Et, mon coup de vape surmonté, je me mets à phosphorer. Ce coutanche, Bérurier ne s’en sépare jamais. C’est son prolongement humain. Avec ça qu’il bouffe, le Mastar. Dès qu’à table, il le sort de sa vague et l’ouvre avec les dents. Il coupe son pain en gros cubes, avec l’Opinel, de même que sa bidoche, car la lame est aiguisée à l’extrême. Il pourrait presque se raser avec, je crois bien.

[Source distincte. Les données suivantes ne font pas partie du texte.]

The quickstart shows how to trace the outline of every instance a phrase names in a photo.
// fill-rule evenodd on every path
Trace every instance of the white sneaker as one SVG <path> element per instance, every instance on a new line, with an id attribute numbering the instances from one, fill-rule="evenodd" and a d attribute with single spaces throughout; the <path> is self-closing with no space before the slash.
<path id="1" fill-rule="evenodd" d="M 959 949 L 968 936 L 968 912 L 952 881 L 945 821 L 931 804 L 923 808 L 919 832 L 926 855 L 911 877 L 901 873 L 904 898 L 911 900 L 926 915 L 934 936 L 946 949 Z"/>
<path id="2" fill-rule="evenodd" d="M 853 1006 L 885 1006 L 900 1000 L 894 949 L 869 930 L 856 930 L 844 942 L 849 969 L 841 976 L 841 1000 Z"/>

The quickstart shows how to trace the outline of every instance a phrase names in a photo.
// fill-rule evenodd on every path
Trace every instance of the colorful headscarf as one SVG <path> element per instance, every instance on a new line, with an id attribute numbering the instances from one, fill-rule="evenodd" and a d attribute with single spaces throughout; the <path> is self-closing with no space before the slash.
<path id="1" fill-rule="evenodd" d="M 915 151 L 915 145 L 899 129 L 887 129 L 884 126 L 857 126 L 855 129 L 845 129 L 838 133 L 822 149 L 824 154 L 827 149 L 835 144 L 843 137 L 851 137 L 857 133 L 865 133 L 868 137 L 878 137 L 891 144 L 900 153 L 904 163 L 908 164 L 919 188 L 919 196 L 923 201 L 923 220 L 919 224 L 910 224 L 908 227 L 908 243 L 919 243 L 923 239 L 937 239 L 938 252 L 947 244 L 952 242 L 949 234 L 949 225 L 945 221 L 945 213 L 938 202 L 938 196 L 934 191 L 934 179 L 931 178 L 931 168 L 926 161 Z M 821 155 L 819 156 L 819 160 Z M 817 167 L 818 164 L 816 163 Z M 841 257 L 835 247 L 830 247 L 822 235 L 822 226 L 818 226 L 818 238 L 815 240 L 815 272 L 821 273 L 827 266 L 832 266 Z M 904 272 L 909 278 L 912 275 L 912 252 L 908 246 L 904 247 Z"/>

Donc, si cet objet se trouve ici, c’est qu’on l’a volé au Dodu. Mais qui volerait cette épave de couteau ? Pas les patrons. Elle ne saurait intéresser que des gens démunis comme les soldats. À preuve, elle se trouve dans un véhicule de service.
Je coupe le jus.
Un espoir dingue m’enivre. Et si…
Tu vois pas ?
Je reviens dans la caserne miniature. Salaud de Baloche ! il ne m’a pas soufflé mot de la chose.
Le drapeau libyen pend au-dessus de la lourde, morne dans le clair de lune, avec ses bandes horizontales rouge, blanche et noire.
San-Antonio le valeureux replonge dans la caserne. Bâtiment très schématique. Il ne comporte que deux grandes pièces garnies de paillasses, un chiotte dont je te passe les détails. Une sorte de cuisine où dort le Noir, un dépôt où se trouvent entreposées des denrées diverses… Et puis voilà tout.
Je m’arrête, perplexe, mon instinct en alerte. Un vague tourment me vrille le système. Je subodore de l’anomalie. Je veux deviner ce qui me cause ce sentiment. Pas fastoche. Tout paraît si misérable, si simple, si tranquille.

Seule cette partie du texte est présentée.